Il Centro Missionario Diocesano, presente in ogni diocesi italiana, è chiamato ogni anno nel mese di ottobre a proporre uno stimolo che possa aiutare i cristiani a prendere più coscienza della dimensione missionaria della loro vita di discepoli di Gesù, dimensione che hanno ricevuto il giorno del loro battesimo.

Discepoli permanentemente missionari inviati a testimoniare una “Chiesa in uscita”, come continua a ripeterci papa Francesco, anche se a volte non ascoltato, equivocato e contestato da una parte di Chiesa che vorrebbe essere lasciata in pace a parlare, agire e celebrare come si è sempre fatto.
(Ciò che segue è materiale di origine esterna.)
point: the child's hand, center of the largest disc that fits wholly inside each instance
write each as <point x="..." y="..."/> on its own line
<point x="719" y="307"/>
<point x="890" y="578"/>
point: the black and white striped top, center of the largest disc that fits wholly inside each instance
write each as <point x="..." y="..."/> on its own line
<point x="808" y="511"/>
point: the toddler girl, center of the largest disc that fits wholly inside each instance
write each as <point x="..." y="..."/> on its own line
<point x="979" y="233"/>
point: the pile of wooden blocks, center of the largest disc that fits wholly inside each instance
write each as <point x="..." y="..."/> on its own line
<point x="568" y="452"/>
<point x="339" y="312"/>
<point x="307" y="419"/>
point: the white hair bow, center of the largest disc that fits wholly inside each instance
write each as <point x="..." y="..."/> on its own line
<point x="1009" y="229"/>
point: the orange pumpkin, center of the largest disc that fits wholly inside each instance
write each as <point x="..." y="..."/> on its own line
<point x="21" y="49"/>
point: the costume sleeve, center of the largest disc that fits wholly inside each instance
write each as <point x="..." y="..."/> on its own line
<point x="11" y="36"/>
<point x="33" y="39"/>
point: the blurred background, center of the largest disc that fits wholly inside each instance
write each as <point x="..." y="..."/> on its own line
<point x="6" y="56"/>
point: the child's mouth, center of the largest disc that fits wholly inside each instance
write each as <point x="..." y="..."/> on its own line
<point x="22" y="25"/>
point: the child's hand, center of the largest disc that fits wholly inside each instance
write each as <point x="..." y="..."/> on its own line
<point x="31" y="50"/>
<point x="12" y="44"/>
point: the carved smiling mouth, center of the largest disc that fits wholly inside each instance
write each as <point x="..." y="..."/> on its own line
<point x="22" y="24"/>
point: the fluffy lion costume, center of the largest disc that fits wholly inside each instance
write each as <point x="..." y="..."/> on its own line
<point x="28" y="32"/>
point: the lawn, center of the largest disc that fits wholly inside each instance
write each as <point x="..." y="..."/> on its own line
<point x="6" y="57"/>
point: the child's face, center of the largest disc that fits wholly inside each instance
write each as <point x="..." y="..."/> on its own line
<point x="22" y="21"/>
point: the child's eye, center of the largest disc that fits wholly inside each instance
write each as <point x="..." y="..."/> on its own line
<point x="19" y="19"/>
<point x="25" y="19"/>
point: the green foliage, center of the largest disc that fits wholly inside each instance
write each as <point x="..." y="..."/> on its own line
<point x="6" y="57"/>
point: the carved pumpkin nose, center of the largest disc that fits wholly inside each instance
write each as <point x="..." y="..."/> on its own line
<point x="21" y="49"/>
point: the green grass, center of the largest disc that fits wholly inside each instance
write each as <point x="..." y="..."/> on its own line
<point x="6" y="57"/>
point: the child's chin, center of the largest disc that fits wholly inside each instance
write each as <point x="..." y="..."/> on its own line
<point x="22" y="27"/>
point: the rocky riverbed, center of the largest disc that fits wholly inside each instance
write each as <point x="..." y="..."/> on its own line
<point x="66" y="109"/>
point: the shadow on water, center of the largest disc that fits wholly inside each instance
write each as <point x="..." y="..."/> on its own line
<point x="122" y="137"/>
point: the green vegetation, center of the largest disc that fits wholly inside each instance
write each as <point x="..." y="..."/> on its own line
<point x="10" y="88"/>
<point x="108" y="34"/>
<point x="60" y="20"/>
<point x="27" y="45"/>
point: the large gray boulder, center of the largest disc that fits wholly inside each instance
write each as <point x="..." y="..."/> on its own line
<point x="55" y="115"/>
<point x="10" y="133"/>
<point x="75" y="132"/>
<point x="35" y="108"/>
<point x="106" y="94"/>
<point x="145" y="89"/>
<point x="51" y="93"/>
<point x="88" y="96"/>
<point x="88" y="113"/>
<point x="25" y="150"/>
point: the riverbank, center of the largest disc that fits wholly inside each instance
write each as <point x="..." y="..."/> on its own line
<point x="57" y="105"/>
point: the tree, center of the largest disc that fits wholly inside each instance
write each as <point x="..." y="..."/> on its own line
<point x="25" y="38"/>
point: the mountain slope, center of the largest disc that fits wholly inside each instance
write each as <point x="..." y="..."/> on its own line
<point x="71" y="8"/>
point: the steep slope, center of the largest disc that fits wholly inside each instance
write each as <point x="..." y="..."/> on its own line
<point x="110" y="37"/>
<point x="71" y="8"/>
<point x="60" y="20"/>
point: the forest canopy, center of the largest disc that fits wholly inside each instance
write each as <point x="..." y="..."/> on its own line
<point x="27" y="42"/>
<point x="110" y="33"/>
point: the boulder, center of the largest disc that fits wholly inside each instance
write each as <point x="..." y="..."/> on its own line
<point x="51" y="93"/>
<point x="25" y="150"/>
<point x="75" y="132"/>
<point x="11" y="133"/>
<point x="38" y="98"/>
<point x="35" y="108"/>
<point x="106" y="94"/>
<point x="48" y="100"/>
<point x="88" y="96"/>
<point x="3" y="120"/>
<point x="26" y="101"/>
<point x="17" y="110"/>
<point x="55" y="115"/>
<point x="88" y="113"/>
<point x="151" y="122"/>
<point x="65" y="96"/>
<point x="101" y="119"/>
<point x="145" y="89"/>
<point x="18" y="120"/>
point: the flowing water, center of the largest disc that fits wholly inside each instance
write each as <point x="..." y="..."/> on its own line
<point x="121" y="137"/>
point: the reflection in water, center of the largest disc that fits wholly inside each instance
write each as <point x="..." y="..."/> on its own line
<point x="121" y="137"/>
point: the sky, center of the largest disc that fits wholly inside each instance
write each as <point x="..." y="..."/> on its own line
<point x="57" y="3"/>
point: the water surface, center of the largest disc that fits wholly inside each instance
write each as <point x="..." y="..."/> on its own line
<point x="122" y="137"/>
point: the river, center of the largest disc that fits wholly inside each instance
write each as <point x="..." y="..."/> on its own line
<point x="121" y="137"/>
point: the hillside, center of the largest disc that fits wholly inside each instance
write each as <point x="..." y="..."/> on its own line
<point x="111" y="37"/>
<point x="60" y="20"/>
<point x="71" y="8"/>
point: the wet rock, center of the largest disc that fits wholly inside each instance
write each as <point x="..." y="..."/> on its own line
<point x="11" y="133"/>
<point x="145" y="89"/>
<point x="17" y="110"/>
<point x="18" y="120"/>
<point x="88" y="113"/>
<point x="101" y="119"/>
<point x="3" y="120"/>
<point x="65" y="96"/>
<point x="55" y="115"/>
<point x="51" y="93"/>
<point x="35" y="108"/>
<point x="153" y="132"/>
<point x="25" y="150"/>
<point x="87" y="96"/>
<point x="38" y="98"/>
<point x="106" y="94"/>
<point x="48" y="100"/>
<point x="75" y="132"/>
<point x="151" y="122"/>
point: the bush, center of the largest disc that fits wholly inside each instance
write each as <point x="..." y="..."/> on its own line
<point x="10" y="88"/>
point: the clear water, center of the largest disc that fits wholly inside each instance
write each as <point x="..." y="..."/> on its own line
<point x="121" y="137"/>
Il primo passo da compiere richiede una rivoluzione mentale che rimetta Gesù di Nazareth, al centro della vita del discepolo e di quella della Chiesa, spogliando progressivamente quest’ultima da tante sovrastrutture teoriche e pratiche che l’hanno appesantita e invecchiata. La dimensione missionaria invita a compiere questa uscita per ringiovanire, riscoprendo il vero volto di Gesù, conoscendolo come se fosse la prima volta, lasciandosi ancora sorprendere e convertire.

La Porta della Missione.

Photo by p. Agostino Rota Martir

Immaginiamo di riscoprire Gesù come: giudeo di Galilea e abitante di Nazareth; cercatore di Dio; profeta e martire del Regno; compagno e fratello degli ultimi; cantore convinto della compassione e della misericordia; maestro di vita e suo accanito difensore; amico della donna; creatore di un movimento innovatore; credente fedele, ma anche conflittuale e pericoloso; crocifisso e risorto… che bomba! E che bomba se insieme come Chiesa, dopo averlo riscoperto ed essere ritornati a Lui, pazientemente e costantemente ci incamminassimo sulla strada delle conseguenze concrete: vivere per il Regno, imbevuti della sua mentalità e del suo stile; mettere la sordina ai gesti di religione per compiere invece più decisamente i gesti della sequela, del discepolato;

“costruire insieme la Chiesa di Gesù, che non sempre corrisponde a quella che viviamo”

vivere e morire con la stessa speranza e creatività di Gesù perché tutti abbiano vita.

La riflessione proposta potrà diventare realtà se rimettiamo con coraggio la Parola di Dio al centro, affidandola senza paura nelle mani della gente perché impari ad ascoltarla, a comprenderla, a viverla e saremo Chiesa missionaria, Chiesa in uscita, nel nostro territorio e nel mondo.